Boston Globe columnist Adrian Walker pushed back Friday at Nancy Gertner, the lawyer who represented the late Matthew Stuart and who appeared on GBH Radio (89.7 FM) on Wednesday. Gertner blasted the Globe for suggesting that her client may have been directly involved in the shootings that claimed the life of Matthew’s sister-in-law Carol Stuart and that severely wounded his brother Charles Stuart. The Globe recently published an in-depth overview of the 34-year-old case, a maelstrom of racism and malfeasance by the Boston Police and the media.
Walker, one of a team of four reporters and numerous other Globe journalists who worked on the series, told “Boston Public Radio” hosts Jim Braude and Margery Eagan that, essentially, the Globe stands behind its reporting.

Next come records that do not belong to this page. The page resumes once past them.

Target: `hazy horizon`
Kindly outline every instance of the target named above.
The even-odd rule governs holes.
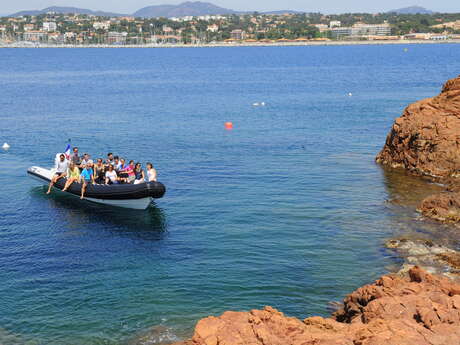
[[[17,0],[0,6],[0,14],[7,15],[22,10],[40,10],[50,6],[72,6],[88,8],[95,11],[106,11],[130,14],[142,7],[163,4],[179,4],[184,2],[171,0],[132,0],[129,4],[122,0],[101,0],[94,4],[93,0]],[[202,0],[205,1],[205,0]],[[458,1],[439,0],[435,4],[429,0],[419,0],[414,4],[414,0],[400,1],[388,0],[380,5],[371,5],[364,0],[350,0],[346,4],[338,0],[325,0],[320,4],[313,2],[305,3],[303,0],[255,0],[250,4],[244,0],[211,0],[217,6],[237,10],[237,11],[275,11],[275,10],[298,10],[306,12],[322,13],[349,13],[349,12],[387,12],[409,6],[422,6],[436,12],[460,12]]]

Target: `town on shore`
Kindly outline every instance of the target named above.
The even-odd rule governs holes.
[[[0,18],[0,46],[209,46],[455,42],[460,13],[284,13],[175,18],[48,12]]]

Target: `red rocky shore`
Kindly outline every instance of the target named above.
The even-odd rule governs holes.
[[[460,76],[438,96],[404,110],[376,161],[446,184],[445,192],[418,209],[439,221],[460,222]],[[460,268],[453,250],[426,241],[390,242],[389,248],[407,251],[412,261]],[[299,320],[271,307],[228,311],[202,319],[191,339],[175,345],[459,345],[460,284],[418,266],[401,272],[351,293],[329,318]]]
[[[438,96],[404,110],[376,161],[448,185],[418,209],[438,221],[460,222],[460,76],[447,81]]]
[[[330,318],[299,320],[271,307],[198,322],[175,345],[458,345],[460,284],[418,267],[348,295]]]

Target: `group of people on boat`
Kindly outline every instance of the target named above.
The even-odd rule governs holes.
[[[134,163],[130,160],[126,163],[124,158],[108,153],[103,160],[98,158],[96,163],[88,153],[79,155],[78,147],[73,148],[72,154],[66,156],[59,154],[55,162],[55,172],[48,187],[49,194],[51,187],[61,178],[67,178],[63,191],[66,191],[73,183],[81,184],[81,196],[83,199],[86,188],[89,184],[139,184],[146,181],[157,180],[157,172],[152,163],[146,164],[146,172],[141,163]]]

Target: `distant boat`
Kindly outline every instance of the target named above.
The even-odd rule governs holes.
[[[27,170],[27,174],[44,184],[49,184],[54,175],[52,169],[45,169],[33,166]],[[62,191],[66,183],[66,178],[59,179],[54,188]],[[145,210],[149,207],[152,199],[162,198],[166,192],[165,186],[160,182],[145,182],[140,184],[88,184],[85,191],[85,200],[131,208],[136,210]],[[72,183],[67,191],[62,192],[76,197],[80,197],[81,184]]]

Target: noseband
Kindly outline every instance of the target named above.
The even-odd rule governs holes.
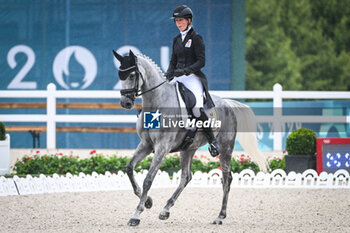
[[[153,91],[154,89],[160,87],[161,85],[163,85],[163,84],[166,82],[166,80],[165,80],[164,82],[158,84],[157,86],[152,87],[151,89],[142,92],[142,91],[139,89],[139,88],[140,88],[140,87],[139,87],[139,79],[140,79],[140,77],[141,77],[143,83],[145,83],[145,79],[143,78],[143,75],[142,75],[142,73],[140,72],[140,70],[139,70],[139,68],[138,68],[136,62],[135,62],[135,65],[130,66],[130,67],[128,67],[128,68],[125,68],[125,69],[120,69],[120,68],[119,68],[119,78],[120,78],[121,80],[126,80],[126,79],[129,77],[130,73],[133,72],[133,71],[135,71],[135,74],[136,74],[135,85],[134,85],[134,87],[133,87],[133,88],[127,88],[127,89],[122,89],[122,90],[120,90],[120,94],[121,94],[122,96],[125,96],[125,97],[127,97],[127,98],[130,98],[130,99],[132,99],[132,100],[134,100],[134,99],[135,99],[136,97],[138,97],[138,96],[141,96],[141,95],[143,95],[143,94],[146,94],[147,92]]]

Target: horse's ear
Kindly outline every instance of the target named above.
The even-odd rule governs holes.
[[[131,51],[131,49],[129,50],[129,57],[131,58],[131,60],[132,60],[133,62],[135,62],[135,55],[134,55],[134,53]]]
[[[129,50],[129,56],[135,57],[135,54],[131,51],[131,49]]]
[[[117,58],[120,62],[122,62],[122,60],[124,59],[123,56],[119,55],[115,50],[113,50],[113,54],[115,58]]]

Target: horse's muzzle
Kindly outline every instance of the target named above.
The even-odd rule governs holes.
[[[126,96],[122,96],[120,98],[120,105],[123,107],[123,108],[126,108],[126,109],[131,109],[133,106],[134,106],[134,99],[133,97],[129,96],[129,95],[126,95]]]

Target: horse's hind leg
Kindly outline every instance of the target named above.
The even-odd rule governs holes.
[[[167,204],[163,208],[163,211],[159,214],[159,218],[162,220],[168,219],[170,215],[170,208],[174,205],[176,199],[180,196],[186,185],[192,179],[191,165],[192,157],[196,150],[190,150],[181,152],[181,181],[179,187],[176,189],[174,194],[168,200]]]
[[[131,182],[132,188],[134,189],[135,195],[138,196],[139,198],[141,198],[141,188],[139,187],[139,185],[135,180],[134,168],[136,164],[138,164],[140,161],[146,158],[146,156],[149,155],[151,152],[152,152],[152,146],[149,145],[148,143],[141,141],[140,144],[137,146],[131,161],[129,162],[128,165],[126,165],[126,173],[128,174],[128,177]],[[152,199],[150,197],[148,198],[149,198],[149,203],[148,205],[146,205],[146,207],[151,208]]]
[[[213,224],[222,224],[222,220],[226,218],[226,208],[227,201],[230,192],[230,186],[232,182],[232,174],[231,174],[231,157],[232,157],[232,149],[226,150],[225,153],[222,153],[220,156],[220,166],[222,170],[222,188],[223,188],[223,199],[222,206],[219,216],[214,220]]]

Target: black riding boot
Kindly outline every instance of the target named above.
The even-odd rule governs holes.
[[[201,115],[200,117],[198,118],[199,120],[201,121],[206,121],[208,120],[208,116],[207,114],[205,114],[203,108],[200,109],[200,112],[201,112]],[[220,153],[219,153],[219,144],[214,136],[214,133],[213,133],[213,129],[212,128],[205,128],[203,127],[203,132],[204,132],[204,135],[206,136],[207,140],[208,140],[208,143],[209,143],[209,152],[211,154],[211,156],[213,157],[216,157],[218,156]]]

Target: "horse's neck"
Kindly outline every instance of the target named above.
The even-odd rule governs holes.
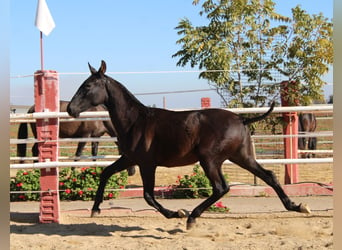
[[[107,83],[106,106],[118,136],[125,135],[146,111],[144,106],[123,85],[112,80]]]

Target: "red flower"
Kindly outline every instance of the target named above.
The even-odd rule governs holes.
[[[17,183],[17,187],[22,187],[23,186],[23,183],[19,182]]]
[[[222,201],[217,202],[217,203],[215,204],[215,206],[216,206],[216,207],[219,207],[219,208],[226,208],[226,206],[223,205]]]
[[[113,193],[109,193],[109,194],[108,194],[108,197],[109,197],[109,198],[112,198],[112,197],[113,197]]]
[[[73,179],[72,179],[72,181],[73,181],[73,182],[76,182],[76,181],[77,181],[77,179],[76,179],[76,178],[73,178]]]
[[[27,173],[27,172],[24,172],[23,175],[28,175],[28,173]]]
[[[120,189],[124,189],[124,188],[125,188],[125,186],[123,186],[123,185],[120,186]]]
[[[88,190],[90,191],[90,190],[93,190],[92,188],[88,188]]]
[[[66,192],[67,194],[70,194],[70,193],[71,193],[71,190],[68,188],[68,189],[65,190],[65,192]]]
[[[96,175],[96,172],[91,172],[92,175]]]
[[[60,182],[59,185],[60,185],[60,186],[64,186],[64,182]]]
[[[23,194],[21,194],[21,195],[18,196],[18,198],[19,198],[19,199],[22,199],[22,200],[25,200],[25,199],[26,199],[26,196],[23,195]]]
[[[78,195],[79,195],[79,196],[82,196],[82,194],[83,194],[83,191],[82,191],[82,190],[78,191]]]

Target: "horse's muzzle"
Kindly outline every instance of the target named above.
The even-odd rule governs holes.
[[[70,103],[67,106],[67,112],[70,116],[77,118],[80,116],[80,113],[77,112],[75,109],[70,108]]]

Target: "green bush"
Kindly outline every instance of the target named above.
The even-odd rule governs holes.
[[[11,178],[10,190],[11,191],[33,191],[33,193],[11,193],[11,201],[35,201],[39,200],[39,177],[40,171],[19,170],[15,178]]]
[[[59,172],[59,196],[60,200],[93,200],[97,187],[100,183],[100,174],[103,168],[87,167],[82,169],[62,168]],[[11,179],[11,201],[38,201],[40,199],[40,170],[17,172],[16,177]],[[127,171],[112,175],[107,187],[110,189],[123,189],[127,185]],[[20,193],[20,191],[31,191]],[[104,199],[116,198],[118,190],[105,191]]]
[[[228,177],[225,175],[226,180]],[[199,165],[195,165],[191,175],[178,176],[174,187],[174,198],[203,198],[212,194],[210,181]]]

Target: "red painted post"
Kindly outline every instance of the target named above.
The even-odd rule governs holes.
[[[202,97],[201,98],[201,108],[206,109],[211,107],[210,97]]]
[[[296,83],[283,81],[281,85],[281,105],[290,106],[288,102],[288,92],[290,88],[296,88]],[[290,91],[293,91],[290,90]],[[298,102],[295,102],[298,105]],[[286,159],[298,158],[298,115],[297,112],[283,113],[284,135],[290,137],[284,138],[284,157]],[[298,164],[285,164],[285,184],[299,182]]]
[[[53,70],[35,72],[34,98],[36,112],[59,111],[58,75]],[[37,139],[39,162],[58,161],[59,119],[37,119]],[[55,140],[55,141],[48,141]],[[58,168],[41,169],[40,177],[40,214],[41,223],[59,223]]]

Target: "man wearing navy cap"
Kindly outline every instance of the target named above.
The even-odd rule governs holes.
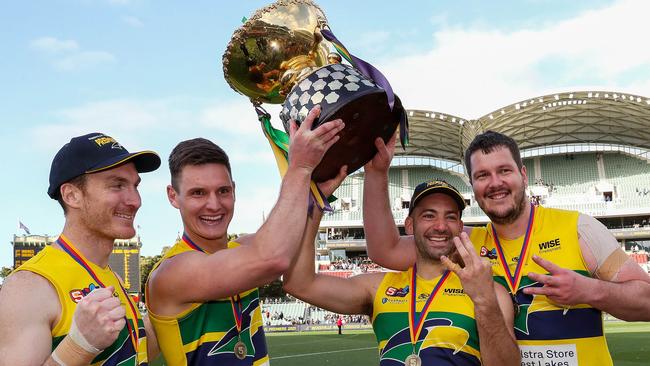
[[[102,133],[59,150],[47,193],[63,207],[65,226],[4,283],[0,364],[147,362],[142,317],[108,259],[115,239],[135,236],[139,173],[159,166],[155,152],[130,153]]]
[[[284,275],[284,289],[335,313],[370,316],[380,366],[520,365],[512,301],[492,281],[489,263],[461,235],[464,208],[452,185],[421,183],[404,222],[416,242],[415,263],[402,272],[350,278],[315,273],[314,240],[322,214],[314,212],[298,258]],[[456,250],[464,268],[448,258]]]

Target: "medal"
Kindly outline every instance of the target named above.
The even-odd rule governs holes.
[[[243,360],[246,358],[247,353],[248,350],[246,349],[246,345],[244,344],[244,342],[237,341],[237,343],[235,343],[235,357],[237,357],[240,360]]]
[[[431,295],[427,299],[427,302],[424,303],[422,311],[418,314],[415,308],[415,303],[417,300],[417,265],[413,265],[413,273],[411,276],[411,306],[409,306],[409,335],[411,336],[411,345],[413,346],[413,353],[406,357],[404,360],[406,366],[421,366],[422,359],[415,352],[415,346],[418,343],[420,338],[420,333],[422,332],[422,327],[424,325],[424,320],[427,318],[427,313],[429,312],[429,306],[433,302],[433,299],[438,294],[440,288],[445,283],[447,278],[449,278],[449,271],[444,271],[436,283],[436,286],[431,291]]]
[[[532,232],[533,232],[534,219],[535,219],[535,206],[531,204],[530,217],[528,218],[528,226],[526,227],[526,236],[524,236],[524,243],[521,245],[521,252],[519,252],[519,260],[517,261],[517,266],[515,267],[515,273],[510,273],[510,267],[508,266],[508,261],[506,260],[506,256],[503,252],[503,248],[501,247],[501,242],[499,241],[499,236],[497,235],[497,231],[494,229],[494,225],[490,224],[490,228],[492,229],[492,237],[494,238],[494,247],[496,248],[497,253],[499,255],[499,261],[501,262],[501,267],[503,267],[503,271],[506,274],[505,278],[506,278],[506,282],[508,283],[508,287],[510,287],[510,293],[513,295],[517,293],[517,290],[519,290],[519,283],[521,282],[521,274],[522,274],[521,269],[524,266],[524,262],[526,262],[528,258],[528,253],[529,253],[528,244],[530,244],[530,237],[532,236]]]
[[[409,355],[404,360],[404,366],[422,366],[422,359],[416,354]]]

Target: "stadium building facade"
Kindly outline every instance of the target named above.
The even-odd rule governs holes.
[[[49,235],[14,235],[11,245],[14,250],[14,268],[18,268],[58,239]],[[124,281],[124,287],[131,295],[140,293],[140,248],[139,236],[131,239],[117,239],[108,259],[111,269]]]
[[[403,232],[413,189],[442,179],[468,203],[466,225],[488,218],[474,198],[463,165],[477,134],[501,132],[517,141],[534,203],[596,217],[646,270],[650,249],[650,98],[576,91],[523,100],[475,120],[409,110],[410,143],[396,147],[389,171],[395,222]],[[323,217],[317,238],[321,272],[349,276],[368,269],[362,222],[363,171],[350,175]]]

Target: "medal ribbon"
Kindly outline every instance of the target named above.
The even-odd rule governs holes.
[[[190,247],[190,248],[192,248],[194,250],[198,250],[201,253],[205,253],[205,250],[201,249],[201,247],[194,244],[194,242],[192,241],[192,239],[190,239],[190,237],[187,235],[187,233],[183,233],[183,241],[185,242],[185,244],[187,244],[188,247]]]
[[[196,245],[186,233],[183,233],[183,242],[185,242],[187,246],[189,246],[194,250],[197,250],[202,253],[206,253],[206,251],[201,249],[201,247],[199,247],[198,245]],[[232,314],[235,317],[235,326],[237,327],[237,335],[239,335],[239,333],[241,333],[241,325],[243,321],[241,297],[239,296],[239,294],[237,294],[237,296],[230,297],[230,304],[232,305]]]
[[[413,265],[413,273],[411,276],[411,306],[409,307],[409,329],[410,329],[410,335],[411,335],[411,344],[413,345],[413,352],[415,352],[415,344],[417,343],[418,339],[420,338],[420,333],[422,332],[422,325],[424,324],[424,319],[427,317],[427,313],[429,312],[429,306],[433,302],[433,298],[436,297],[438,294],[438,291],[442,287],[443,283],[449,278],[449,271],[444,271],[442,273],[442,276],[440,276],[440,279],[438,280],[438,283],[436,286],[433,288],[433,291],[431,291],[431,295],[429,295],[429,298],[427,299],[427,302],[424,303],[424,307],[422,308],[422,311],[418,314],[415,311],[415,301],[417,299],[417,265]]]
[[[239,337],[241,333],[241,325],[243,321],[241,297],[239,296],[239,294],[237,294],[237,296],[230,297],[230,304],[232,305],[232,314],[235,316],[235,325],[237,326],[237,336]]]
[[[99,279],[97,274],[95,274],[95,271],[90,267],[90,265],[83,259],[81,254],[77,252],[77,250],[72,246],[72,244],[68,243],[66,238],[61,235],[59,238],[56,240],[57,244],[63,249],[64,252],[66,252],[72,259],[74,259],[79,265],[88,272],[90,277],[97,282],[97,284],[100,287],[106,288],[106,285]],[[110,268],[110,267],[109,267]],[[111,270],[112,271],[112,270]],[[118,280],[118,284],[120,285],[120,289],[122,289],[122,293],[124,293],[124,297],[126,298],[126,302],[129,304],[129,308],[131,308],[131,313],[133,314],[133,323],[135,325],[135,329],[131,327],[131,324],[129,324],[129,319],[124,317],[126,320],[126,327],[129,330],[129,338],[131,339],[131,342],[133,343],[133,351],[138,353],[138,344],[139,344],[139,335],[138,335],[138,313],[135,310],[135,307],[131,303],[131,297],[129,294],[126,292],[126,289],[124,286],[122,286],[122,283]]]
[[[521,252],[519,253],[519,261],[517,262],[517,266],[515,267],[515,273],[511,274],[510,273],[510,267],[508,267],[508,262],[506,261],[506,256],[503,252],[503,247],[501,246],[501,242],[499,241],[499,236],[497,235],[496,230],[494,229],[494,225],[490,224],[490,228],[492,229],[492,237],[494,238],[494,246],[496,247],[497,253],[499,254],[499,261],[501,262],[501,266],[503,267],[504,272],[506,273],[506,282],[508,282],[508,286],[510,287],[511,293],[514,295],[517,293],[517,290],[519,289],[519,283],[521,282],[521,269],[524,265],[524,262],[526,261],[526,258],[528,256],[528,247],[530,244],[530,237],[533,232],[533,222],[535,221],[535,206],[533,204],[530,205],[530,217],[528,218],[528,226],[526,227],[526,235],[524,236],[524,243],[521,246]]]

“Nancy Gertner talked to us at least five times over 20 months in the course of reporting this story. And her point of view is fully represented in the written story. And in the podcast,” Walker said. He added:
There have always been questions, completely legitimate and valid questions, despite what Gertner says, about Matthew’s role in this and whether it was more extensive than we’ve been led to believe. And I don’t think there’s anything wrong — in fact, we firmly stand by raising those questions. And it’s important to say that we don’t draw any conclusions.
You can listen to the interview with Walker by clicking here; his conversation with Eagan and Braude starts a little after the 50:00 mark and lasts about 19 minutes, although the exchange about Gertner is very brief.
The late Matthew Stuart’s lawyer is speaking out against The Boston Globe, saying the paper was “completely wrong” to suggest in its massive overview of the Charles and Carol Stuart case that her former client may have been directly involved in the shootings.
The Globe “has taken on the role of a tabloid” by “mischaracterizing grand jury testimony,” charged Nancy Gertner, a retired federal judge, in an appearance on “Boston Public Radio” earlier today on GBH Radio (89.7 FM). You can listen to her remarks here; scroll forward to about 2:02. The segment is about 15 minutes long.